How to Make the Most of (my) Plex Server
If you’re reading this, chances are I redirected you here because I share my Plex server with you.
If you don’t know me and don’t care about my Plex experience, move along now and watch something good on YouTube.
For a decent Plex experience, we first have to cover some of the basics of how this stuff actually works, so bear with me.
At the beginning of it all is a file on my NAS. Usually a lovingly encoded Matroska (.mkv
) file filled with minutes of joy organized in neat little streams of audio and video.
When you play something from my Plex server, it will look at your device, let’s say a Kindle Fire TV whateverthefuck stick with a cherry on top, and then it looks at the file. Plex keeps a list of possible client (that’s you) devices where it looks up what each device is capable of. So let’s say the file in question is a standard run of the mill AVC (h.264) video with AAC audio, and let’s say the configuration file says your device can play that back natively.
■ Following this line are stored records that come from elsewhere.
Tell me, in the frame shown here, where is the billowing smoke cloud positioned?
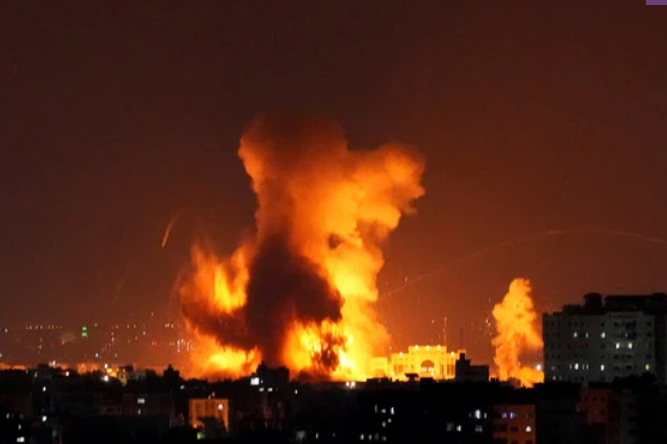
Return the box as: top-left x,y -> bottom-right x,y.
493,278 -> 544,387
180,116 -> 424,377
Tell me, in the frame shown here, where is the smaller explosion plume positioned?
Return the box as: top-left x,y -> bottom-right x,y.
492,278 -> 544,387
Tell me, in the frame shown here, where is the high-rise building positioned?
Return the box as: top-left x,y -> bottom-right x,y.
542,294 -> 667,383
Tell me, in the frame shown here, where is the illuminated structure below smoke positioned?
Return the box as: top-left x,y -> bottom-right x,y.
371,345 -> 465,380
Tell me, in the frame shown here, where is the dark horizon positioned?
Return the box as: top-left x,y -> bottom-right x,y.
0,0 -> 667,362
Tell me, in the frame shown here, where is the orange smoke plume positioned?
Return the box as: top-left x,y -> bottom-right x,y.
180,118 -> 424,379
492,279 -> 544,387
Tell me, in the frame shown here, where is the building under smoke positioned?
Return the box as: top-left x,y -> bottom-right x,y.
371,345 -> 465,380
543,294 -> 667,383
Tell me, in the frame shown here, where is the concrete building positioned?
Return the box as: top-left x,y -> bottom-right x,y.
189,398 -> 229,430
455,353 -> 489,382
493,404 -> 536,444
371,345 -> 465,380
542,294 -> 667,383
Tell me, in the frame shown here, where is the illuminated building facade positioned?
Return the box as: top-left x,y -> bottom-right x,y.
542,294 -> 667,383
371,345 -> 465,380
493,404 -> 536,444
189,398 -> 229,430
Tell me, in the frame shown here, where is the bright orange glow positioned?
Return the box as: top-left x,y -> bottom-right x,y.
180,116 -> 424,379
493,278 -> 544,387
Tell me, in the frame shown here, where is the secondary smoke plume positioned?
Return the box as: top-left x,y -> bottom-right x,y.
493,278 -> 544,387
180,113 -> 424,378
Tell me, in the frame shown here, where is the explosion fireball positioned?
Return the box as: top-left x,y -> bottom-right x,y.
492,278 -> 544,387
179,117 -> 424,379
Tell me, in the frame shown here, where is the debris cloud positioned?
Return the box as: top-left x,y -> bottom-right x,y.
179,116 -> 424,379
492,278 -> 544,387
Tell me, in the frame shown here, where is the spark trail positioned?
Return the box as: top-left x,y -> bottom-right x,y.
382,228 -> 667,298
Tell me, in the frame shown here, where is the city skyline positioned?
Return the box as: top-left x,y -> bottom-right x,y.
0,1 -> 667,370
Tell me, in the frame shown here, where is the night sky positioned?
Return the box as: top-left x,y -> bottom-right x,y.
0,0 -> 667,360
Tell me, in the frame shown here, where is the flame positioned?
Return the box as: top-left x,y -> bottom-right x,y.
492,278 -> 544,387
180,119 -> 424,379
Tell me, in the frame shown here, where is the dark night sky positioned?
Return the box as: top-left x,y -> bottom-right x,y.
0,0 -> 667,357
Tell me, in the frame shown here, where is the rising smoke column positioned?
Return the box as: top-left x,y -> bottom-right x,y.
492,278 -> 544,387
180,116 -> 424,378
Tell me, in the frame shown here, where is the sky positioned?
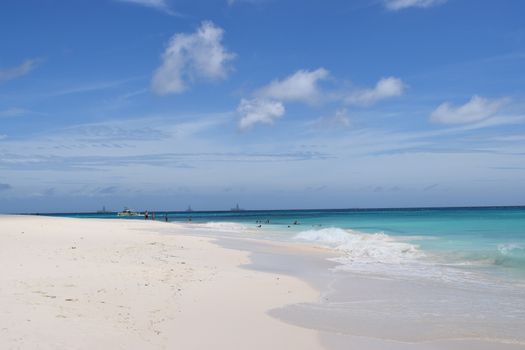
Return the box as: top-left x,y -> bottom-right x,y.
0,0 -> 525,212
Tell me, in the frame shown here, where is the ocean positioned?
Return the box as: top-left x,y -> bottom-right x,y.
49,207 -> 525,282
46,207 -> 525,348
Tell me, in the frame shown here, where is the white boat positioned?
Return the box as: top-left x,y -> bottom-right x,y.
117,208 -> 144,216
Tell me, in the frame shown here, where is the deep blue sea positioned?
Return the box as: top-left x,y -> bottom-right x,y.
49,207 -> 525,281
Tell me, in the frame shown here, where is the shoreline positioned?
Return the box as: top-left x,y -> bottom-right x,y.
0,216 -> 525,350
0,216 -> 322,349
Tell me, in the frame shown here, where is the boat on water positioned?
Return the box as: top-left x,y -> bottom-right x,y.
97,206 -> 109,214
230,203 -> 244,211
117,208 -> 144,216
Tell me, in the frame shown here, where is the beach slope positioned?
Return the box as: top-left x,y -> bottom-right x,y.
0,216 -> 321,349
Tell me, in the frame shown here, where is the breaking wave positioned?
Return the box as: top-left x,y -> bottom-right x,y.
295,227 -> 424,264
494,243 -> 525,267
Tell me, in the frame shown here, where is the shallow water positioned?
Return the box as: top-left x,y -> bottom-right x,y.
48,207 -> 525,349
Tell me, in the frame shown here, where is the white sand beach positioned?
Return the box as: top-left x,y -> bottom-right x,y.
0,216 -> 322,349
0,216 -> 525,350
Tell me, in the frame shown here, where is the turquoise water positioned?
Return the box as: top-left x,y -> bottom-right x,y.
47,207 -> 525,281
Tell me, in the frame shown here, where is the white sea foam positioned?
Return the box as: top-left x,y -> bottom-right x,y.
295,227 -> 490,282
295,227 -> 424,264
498,243 -> 525,255
195,221 -> 248,232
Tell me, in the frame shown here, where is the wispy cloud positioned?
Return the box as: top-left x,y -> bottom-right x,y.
237,98 -> 285,130
47,77 -> 144,97
430,96 -> 510,124
307,108 -> 351,129
384,0 -> 447,11
345,77 -> 406,106
256,68 -> 329,103
0,59 -> 40,83
0,107 -> 31,118
116,0 -> 177,15
152,21 -> 235,95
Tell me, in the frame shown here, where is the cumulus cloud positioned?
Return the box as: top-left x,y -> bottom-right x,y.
237,98 -> 285,130
430,96 -> 510,124
345,77 -> 405,106
384,0 -> 447,11
152,21 -> 235,95
257,68 -> 329,103
0,59 -> 39,83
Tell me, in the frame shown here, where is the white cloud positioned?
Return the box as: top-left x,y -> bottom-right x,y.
237,98 -> 285,130
385,0 -> 447,11
345,77 -> 405,106
256,68 -> 329,103
430,96 -> 509,124
0,59 -> 39,83
117,0 -> 176,15
308,108 -> 351,129
0,107 -> 29,118
152,21 -> 235,95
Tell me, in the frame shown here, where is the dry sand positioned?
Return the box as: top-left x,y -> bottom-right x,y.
0,216 -> 322,349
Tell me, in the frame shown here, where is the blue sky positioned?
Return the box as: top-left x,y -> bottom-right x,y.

That’s nice, because that means your device can either Direct Play or Direct Stream the file to your device and the only limit on your experience is my upstream and your downstream bandwidth.
There’s a distinction between the Play and Stream part of the equation, but it doesn’t matter that much for our purposes.
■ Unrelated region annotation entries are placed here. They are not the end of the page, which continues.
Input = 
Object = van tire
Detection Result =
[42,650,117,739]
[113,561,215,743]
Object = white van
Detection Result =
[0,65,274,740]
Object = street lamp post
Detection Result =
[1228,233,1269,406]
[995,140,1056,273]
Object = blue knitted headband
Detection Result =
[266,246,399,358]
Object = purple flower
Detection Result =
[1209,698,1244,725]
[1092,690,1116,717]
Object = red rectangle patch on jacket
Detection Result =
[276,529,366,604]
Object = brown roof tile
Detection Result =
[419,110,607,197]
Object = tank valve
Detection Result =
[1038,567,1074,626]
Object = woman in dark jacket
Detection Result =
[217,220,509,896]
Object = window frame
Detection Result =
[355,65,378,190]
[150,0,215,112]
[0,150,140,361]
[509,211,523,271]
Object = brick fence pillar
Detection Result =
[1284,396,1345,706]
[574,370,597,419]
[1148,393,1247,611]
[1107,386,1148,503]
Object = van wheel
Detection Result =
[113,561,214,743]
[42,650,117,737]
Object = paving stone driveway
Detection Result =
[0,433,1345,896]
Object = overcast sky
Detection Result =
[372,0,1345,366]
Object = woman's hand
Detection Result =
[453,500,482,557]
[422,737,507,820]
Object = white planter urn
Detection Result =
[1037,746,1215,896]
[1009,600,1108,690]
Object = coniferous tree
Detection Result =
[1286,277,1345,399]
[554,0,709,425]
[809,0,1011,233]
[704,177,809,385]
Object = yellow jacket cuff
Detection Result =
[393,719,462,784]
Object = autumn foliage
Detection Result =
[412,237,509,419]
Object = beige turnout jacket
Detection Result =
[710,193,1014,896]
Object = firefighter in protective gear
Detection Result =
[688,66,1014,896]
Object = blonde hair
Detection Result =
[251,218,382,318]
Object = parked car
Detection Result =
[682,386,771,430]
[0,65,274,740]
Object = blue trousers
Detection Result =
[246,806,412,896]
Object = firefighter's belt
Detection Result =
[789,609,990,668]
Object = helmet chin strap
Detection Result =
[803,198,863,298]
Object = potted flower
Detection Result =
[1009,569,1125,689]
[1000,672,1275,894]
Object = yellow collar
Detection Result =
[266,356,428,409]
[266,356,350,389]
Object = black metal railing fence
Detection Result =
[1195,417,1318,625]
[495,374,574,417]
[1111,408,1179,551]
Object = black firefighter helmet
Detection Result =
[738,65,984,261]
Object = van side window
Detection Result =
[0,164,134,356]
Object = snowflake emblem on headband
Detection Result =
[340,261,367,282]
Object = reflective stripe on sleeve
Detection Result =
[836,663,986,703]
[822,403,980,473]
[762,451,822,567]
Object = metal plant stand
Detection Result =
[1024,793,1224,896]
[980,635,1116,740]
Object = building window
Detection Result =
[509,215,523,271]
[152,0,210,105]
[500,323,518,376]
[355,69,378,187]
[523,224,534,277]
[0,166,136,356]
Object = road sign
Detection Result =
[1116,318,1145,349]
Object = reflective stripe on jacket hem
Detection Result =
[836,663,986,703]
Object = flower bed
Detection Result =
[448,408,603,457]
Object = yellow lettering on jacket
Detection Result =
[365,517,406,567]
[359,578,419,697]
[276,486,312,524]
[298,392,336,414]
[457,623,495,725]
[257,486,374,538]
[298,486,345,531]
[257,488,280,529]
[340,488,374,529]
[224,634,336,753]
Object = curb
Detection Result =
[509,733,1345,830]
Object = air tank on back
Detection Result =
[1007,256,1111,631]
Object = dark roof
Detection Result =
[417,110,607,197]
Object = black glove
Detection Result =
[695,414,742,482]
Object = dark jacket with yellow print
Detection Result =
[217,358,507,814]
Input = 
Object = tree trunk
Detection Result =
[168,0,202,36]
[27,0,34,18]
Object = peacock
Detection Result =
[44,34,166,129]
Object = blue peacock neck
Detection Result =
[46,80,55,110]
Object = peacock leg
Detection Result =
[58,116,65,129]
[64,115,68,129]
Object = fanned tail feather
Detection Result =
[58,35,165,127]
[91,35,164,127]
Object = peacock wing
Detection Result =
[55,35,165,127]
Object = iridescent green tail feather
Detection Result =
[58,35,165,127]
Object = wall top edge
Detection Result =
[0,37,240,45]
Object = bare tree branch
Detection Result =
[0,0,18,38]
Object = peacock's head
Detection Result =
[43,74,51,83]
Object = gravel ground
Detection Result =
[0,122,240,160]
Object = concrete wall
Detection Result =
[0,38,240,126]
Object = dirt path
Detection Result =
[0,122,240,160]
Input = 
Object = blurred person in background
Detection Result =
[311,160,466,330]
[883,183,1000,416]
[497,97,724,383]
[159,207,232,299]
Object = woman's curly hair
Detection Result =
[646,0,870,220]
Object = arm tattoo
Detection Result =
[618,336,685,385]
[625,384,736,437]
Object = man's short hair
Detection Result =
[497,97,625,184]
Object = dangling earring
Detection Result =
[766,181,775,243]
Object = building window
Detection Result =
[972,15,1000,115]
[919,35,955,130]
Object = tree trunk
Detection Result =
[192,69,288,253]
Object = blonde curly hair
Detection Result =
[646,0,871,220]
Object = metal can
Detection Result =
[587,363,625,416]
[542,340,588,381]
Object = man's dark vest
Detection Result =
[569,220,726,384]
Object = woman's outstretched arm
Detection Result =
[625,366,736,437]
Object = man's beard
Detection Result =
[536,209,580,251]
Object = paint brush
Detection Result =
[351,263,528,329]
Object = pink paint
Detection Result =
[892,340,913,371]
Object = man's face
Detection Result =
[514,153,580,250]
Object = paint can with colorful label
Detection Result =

So that’s what’s going on when things are cool.
But then there’s the case (which happens pretty much constantly) of transcoding.
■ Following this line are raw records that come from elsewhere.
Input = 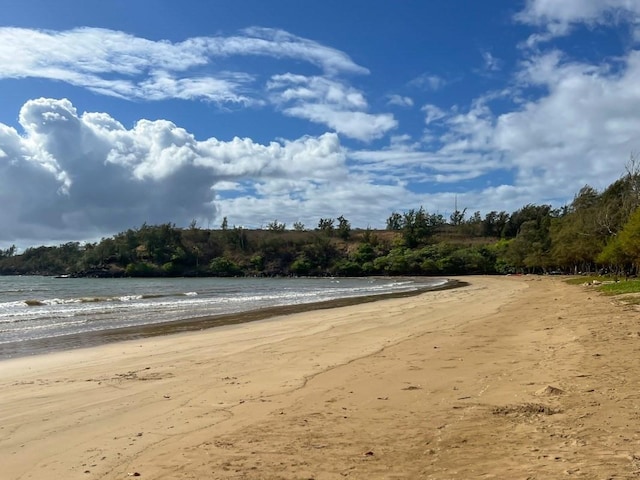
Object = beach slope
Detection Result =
[0,277,640,480]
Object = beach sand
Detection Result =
[0,276,640,480]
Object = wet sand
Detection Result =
[0,278,465,361]
[0,277,640,480]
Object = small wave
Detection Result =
[24,300,46,307]
[114,295,145,302]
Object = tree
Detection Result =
[387,212,402,230]
[267,219,287,232]
[318,218,334,237]
[338,215,351,240]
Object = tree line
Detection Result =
[0,159,640,277]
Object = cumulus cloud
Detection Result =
[0,98,410,243]
[268,74,397,141]
[409,73,447,91]
[387,94,413,107]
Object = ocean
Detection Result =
[0,276,448,358]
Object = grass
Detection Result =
[565,275,611,285]
[598,279,640,295]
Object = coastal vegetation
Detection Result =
[0,163,640,278]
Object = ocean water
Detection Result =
[0,276,447,358]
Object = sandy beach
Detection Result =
[0,276,640,480]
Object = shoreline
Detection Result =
[0,278,466,362]
[0,276,640,480]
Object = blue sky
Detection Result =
[0,0,640,247]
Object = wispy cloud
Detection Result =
[387,95,413,107]
[515,0,640,47]
[268,74,397,141]
[409,73,447,91]
[0,27,368,103]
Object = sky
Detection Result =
[0,0,640,248]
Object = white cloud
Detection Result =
[482,51,502,72]
[0,98,411,244]
[268,74,397,141]
[409,73,447,91]
[516,0,640,46]
[0,27,368,104]
[387,94,413,107]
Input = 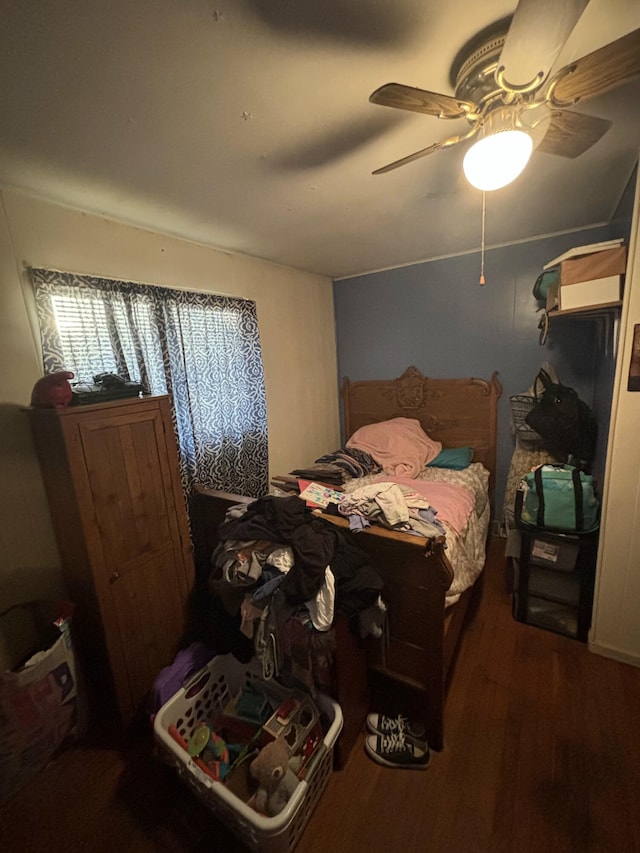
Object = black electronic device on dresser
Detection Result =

That’s what my Plex server has to do when the file in question doesn’t play nice with whatever device you’re watching on.
Maybe the video codec is not AVC, which would require video transcoding – the worst kind of transcoding.
In other cases it might just be that the audio track is 5.1 DTS and your device can only play stereo, so the audio track has to be transcoded.
Still not ideal, but transcoding audio is way cheaper than transcoding video as far as CPU usage is concerned.
Why do we care about transcoding?
Well, my server is beefy enough to handle a transcode of a decently-HD movie, but let’s say three people are watching some TV show and 2 other people try to watch a movie from my server. That happened in the past, and it wasn’t pretty.
Sure, by bandwidth isn’t sufficient to support that anyway, but besides that the CPU was bombarded with video to transcode and it just couldn’t keep up, resulting in a bunch of streams that stuttered because of both bandwidth and transcode buffering.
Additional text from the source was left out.